Avant cet arrêté, le village des Ding ne comptait que deux rues principales, une vingtaine de famille, des bicoques plus ou branlantes, une nature luxuriante. Après, il ressemblait plus à un village exemplaire, un idéal de ce que la prospérité offre.
Un petit garçon de douze ans nous raconte du fond de sa tombe les splendeurs et misères de son village. Il nous parle de son grand-père, gardien de l'unique école et des valeurs humaines, une figure que tous respectent; de son père qui voit dans cette collecte de sang une manière rapide et facile d'engranger une petite fortune, de diversifier son activité en vendant des cercueils quand le sang se raréfie, de négocier des contrats de mariage dans l'au-delà pour ceux morts trop tôt. Et puis, il y a les villageois qui, malgré l'horreur de la situation, restent fidèles à ceux qu'ils sont : petits, mesquins, viles, juste des êtres humains dépassés par l'ampleur de la catastrophe mais qui espèrent encore un retour des bénéfices.
Yan Lianke rapporte un fait divers aux proportions incroyables: l'histoire d'un crime né, organisé, exécuté à l'intérieur d'un énorme projet politique. L'auteur ne cherche pas à rationaliser l'horreur qui s'est abattue sur ces populations illettrées, coupées du monde, serviles, âpres au gain. L'infinie banalité du mal, sa stupidité, sa cruauté, sa ténacité, offert dans un emballage séduisant se vit au quotidien.Cet épisode en rappelle un autre, notre propre histoire de sang contaminé dont on se souvient encore de la conclusion qu'ont donné les responsables de l'époque : » Responsables mais pas coupables ». Car il s'agit d'un des plus gros scandales sanitaires du gouvernement chinois qui a tout fait pour ne pas l'ébruiter. Ce livre a valu à
Yan Lianke d'être interdit de paroles et son livre n'a jamais été publié dans son pays.
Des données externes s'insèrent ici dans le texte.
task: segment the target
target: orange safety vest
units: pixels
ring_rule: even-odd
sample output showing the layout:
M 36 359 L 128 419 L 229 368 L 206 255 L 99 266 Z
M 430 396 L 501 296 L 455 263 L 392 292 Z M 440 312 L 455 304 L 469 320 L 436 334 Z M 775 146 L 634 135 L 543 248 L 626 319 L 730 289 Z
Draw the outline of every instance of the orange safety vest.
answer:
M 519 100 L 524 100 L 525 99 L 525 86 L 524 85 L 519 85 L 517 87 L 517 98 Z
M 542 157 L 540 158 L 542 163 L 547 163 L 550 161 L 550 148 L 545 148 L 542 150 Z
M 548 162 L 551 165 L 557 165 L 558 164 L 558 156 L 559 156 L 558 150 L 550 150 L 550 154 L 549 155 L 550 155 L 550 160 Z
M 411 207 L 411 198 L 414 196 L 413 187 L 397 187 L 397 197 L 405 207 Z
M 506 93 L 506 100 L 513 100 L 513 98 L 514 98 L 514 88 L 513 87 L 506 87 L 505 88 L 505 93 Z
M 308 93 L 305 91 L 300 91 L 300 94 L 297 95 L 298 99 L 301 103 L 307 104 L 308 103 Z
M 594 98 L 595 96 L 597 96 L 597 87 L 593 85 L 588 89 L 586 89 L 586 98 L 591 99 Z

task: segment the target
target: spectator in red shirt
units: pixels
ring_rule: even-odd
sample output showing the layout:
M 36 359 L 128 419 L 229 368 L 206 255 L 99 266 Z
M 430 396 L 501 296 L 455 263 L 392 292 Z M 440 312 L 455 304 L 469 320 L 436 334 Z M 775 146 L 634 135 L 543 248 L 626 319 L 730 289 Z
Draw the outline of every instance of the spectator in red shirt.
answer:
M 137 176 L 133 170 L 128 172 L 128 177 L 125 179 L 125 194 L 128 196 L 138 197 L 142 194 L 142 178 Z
Je ne sais pas si le choix d'avoir pris un enfant pour raconter sous la forme d'une comptine une telle tragédie rend le récit plus poignant, pour ma part, c'est juste un fait divers bien écrit mais qui n'éveille ni l'empathie avec les personnages ni la juste colère que l'on devrait sans doute ressentir. Ça m'a rappelé deux chansons de Peter Gabriel :
- BIKO,
…/…
It was business as usual
…/…
When I try to sleep at night
I can only dream in red
The outside world is black and white
With only one colour dead
…/…
-RED RAIN,
Red rain is coming down
Red rain
Red rain is pouring down
Pouring down all over me
I am standing up at the water's edge in my dream
I cannot make a single sound as you scream
It can't be that cold, the ground is still warm to touch
We touch
This place is so quiet, sensing that storm
(refrain)
Well I've seen them buried in a sheltered place in this town
They tell you that this rain can sting, and look down
There is no blood around see no sign of pain
No pain
Seeing no red at all, see no rain
( refrain)
Red rain
Putting the pressure on much harder now
To return again and again
Just let the red rain splash you
Let the rain fall on your skin
I come to you defences down
With the trust of a child
( refrain)
And I can't watch anymore
No more denial
It's so hard to lay down in all this
…/…
I see it
…/…
I'm bathing in
…/…
I'm begging you
…/…
Red rain coming down
Over me in the red red sea
…/…
J'ai fini ce livre l'autre semaine. J'écris ce post sur mon balcon, les écouteurs sur les oreilles, mon iPod balançant ( le volume à fond) les albums des YOSHIDA
BROTHERS et I.CHING, le paquet de cigarettes à portée. Il fallait au moins cela pour admettre comme un fait établi que lorsque tout est possible, tout est permis, qu'il n'existe aucun garde-fou, le monde devient horrible.